Monday, May 11, 2009

Tales from Destin: Slumdog Millionaire

I entered a clothing store with several of my cousins as we were browsing the local outlet mall. I wasn't really looking for anything. I was just tagging along.

Reese casually looked at the tag on a shirt. "Made in India," he said. Then it hit him a couple seconds later and he sighed, "Aww, that makes me think of Slumdog Millionaire."

"Those poor little slumdogs," I interjected with as tearful a voice as I could muster, "I wish they could all be millionaires! I'd make them all millionaires if I could! They may be untouchables, but they touched my heart!"

Sunday, May 10, 2009

Saturday, May 9, 2009

Tales from Destin: Wrist Strap

My new camera dared me to attempt using it. What if I did something wrong setting it up?

My younger cousin Will was not daunted, "It's easy. Just put in batteries and the memory card and take pictures!"

"But the instructions haven't told me to do that yet!" I said. Then I carefully read to put in the batteries and memory card.

A few moments later, "Who uses a wrist strap? And why are you taking so much time putting it on?"

"The instructions told me to put it on! It's got to be important if they have instructions for it!"

Saturday, May 2, 2009

Wrong Door

Oh, hello there. I didn't hear you come in. Well, come in, come in. Sit down.

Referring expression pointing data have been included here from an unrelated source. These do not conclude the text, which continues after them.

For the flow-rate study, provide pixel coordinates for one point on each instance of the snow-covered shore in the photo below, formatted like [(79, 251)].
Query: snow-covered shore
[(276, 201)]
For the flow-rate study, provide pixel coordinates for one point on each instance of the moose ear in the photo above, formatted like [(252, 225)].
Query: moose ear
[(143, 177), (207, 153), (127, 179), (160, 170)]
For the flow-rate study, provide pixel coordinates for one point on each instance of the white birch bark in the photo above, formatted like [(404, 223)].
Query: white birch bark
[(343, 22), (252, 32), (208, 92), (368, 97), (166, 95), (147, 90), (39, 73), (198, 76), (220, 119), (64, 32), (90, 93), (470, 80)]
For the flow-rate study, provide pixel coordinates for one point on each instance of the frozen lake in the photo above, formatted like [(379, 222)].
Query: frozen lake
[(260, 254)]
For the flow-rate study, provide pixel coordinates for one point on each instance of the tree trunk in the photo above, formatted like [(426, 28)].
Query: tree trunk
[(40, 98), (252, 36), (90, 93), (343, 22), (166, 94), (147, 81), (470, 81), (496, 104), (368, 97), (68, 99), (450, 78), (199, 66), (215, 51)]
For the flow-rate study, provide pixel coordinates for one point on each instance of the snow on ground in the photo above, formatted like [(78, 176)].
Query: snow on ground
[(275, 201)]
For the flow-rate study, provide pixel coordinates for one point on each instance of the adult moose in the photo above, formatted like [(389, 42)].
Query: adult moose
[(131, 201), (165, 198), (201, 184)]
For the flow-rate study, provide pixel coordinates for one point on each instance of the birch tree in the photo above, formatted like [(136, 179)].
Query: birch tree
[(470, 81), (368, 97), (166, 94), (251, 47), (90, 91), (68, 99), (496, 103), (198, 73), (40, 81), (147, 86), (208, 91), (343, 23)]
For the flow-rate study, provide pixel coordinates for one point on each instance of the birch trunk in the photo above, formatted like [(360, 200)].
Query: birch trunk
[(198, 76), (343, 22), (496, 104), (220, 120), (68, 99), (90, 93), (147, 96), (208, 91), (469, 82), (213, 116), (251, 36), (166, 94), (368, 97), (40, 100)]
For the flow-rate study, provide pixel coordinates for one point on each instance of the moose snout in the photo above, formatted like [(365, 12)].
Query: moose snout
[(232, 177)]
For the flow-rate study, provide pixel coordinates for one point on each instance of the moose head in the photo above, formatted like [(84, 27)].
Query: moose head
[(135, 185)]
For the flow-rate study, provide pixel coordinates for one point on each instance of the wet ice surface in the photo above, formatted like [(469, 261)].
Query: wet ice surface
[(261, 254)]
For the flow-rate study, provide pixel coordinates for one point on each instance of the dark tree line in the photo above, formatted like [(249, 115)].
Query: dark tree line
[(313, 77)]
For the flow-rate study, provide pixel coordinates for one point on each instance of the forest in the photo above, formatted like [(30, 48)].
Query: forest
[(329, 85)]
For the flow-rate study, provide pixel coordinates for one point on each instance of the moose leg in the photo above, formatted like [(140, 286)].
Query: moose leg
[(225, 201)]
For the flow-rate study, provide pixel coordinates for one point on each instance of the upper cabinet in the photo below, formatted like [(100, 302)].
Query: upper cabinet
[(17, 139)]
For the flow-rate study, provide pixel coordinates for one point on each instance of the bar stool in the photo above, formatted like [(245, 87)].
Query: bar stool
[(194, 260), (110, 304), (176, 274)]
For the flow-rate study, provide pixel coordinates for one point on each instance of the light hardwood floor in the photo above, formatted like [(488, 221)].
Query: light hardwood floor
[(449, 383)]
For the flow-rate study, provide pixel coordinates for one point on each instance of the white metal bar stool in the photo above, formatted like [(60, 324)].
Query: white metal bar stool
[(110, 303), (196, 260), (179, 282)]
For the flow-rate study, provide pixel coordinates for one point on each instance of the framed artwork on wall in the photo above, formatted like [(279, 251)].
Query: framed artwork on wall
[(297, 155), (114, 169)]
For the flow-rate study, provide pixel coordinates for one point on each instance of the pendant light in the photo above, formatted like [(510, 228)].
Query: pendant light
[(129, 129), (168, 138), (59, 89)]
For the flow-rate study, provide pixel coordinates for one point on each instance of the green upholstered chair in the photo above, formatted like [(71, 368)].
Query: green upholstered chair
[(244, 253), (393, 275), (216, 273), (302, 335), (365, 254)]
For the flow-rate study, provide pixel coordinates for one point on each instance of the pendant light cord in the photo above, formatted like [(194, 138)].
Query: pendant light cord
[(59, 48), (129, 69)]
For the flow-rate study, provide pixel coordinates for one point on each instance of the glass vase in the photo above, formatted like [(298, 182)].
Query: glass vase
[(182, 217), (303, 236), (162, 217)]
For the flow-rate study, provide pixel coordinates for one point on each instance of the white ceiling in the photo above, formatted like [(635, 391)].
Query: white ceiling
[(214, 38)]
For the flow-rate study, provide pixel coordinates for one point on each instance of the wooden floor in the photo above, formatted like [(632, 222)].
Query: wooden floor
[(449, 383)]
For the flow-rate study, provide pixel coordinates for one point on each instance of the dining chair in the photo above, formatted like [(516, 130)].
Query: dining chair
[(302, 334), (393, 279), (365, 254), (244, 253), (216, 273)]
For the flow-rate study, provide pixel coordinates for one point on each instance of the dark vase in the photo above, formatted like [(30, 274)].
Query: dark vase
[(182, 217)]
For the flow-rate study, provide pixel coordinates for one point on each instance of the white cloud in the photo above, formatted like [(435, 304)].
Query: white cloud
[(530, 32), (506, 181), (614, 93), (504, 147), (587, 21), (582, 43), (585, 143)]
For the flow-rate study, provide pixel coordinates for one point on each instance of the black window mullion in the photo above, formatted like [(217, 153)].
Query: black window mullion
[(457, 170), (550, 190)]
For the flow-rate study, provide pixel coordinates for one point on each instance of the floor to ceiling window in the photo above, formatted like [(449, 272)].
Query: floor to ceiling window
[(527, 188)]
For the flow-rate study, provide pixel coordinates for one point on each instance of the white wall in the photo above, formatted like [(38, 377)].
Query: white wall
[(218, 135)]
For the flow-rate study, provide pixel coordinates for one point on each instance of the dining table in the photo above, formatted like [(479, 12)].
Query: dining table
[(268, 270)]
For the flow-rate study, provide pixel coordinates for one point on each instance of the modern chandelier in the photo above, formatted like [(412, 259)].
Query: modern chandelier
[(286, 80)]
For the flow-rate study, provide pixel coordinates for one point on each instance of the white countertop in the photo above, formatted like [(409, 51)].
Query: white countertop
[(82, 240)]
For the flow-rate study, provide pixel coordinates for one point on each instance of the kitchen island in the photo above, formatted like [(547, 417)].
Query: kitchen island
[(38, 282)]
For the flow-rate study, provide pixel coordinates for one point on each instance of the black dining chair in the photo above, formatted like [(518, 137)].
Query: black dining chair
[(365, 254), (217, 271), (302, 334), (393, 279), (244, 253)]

Let me tell you a story. This happened about ten years ago. Now, Jim was a little wet behind the ears back then. Well, anyway, one day he says to me-- What's that? You were just looking for the bathroom and you must've taken the wrong door?

Oh, yes, you'll be wanting the third door on the left. Yessir, that'll get you to where you need to be. When you're done, maybe you'll come back and I'll tell you about ol' Jim. No? Well, okay.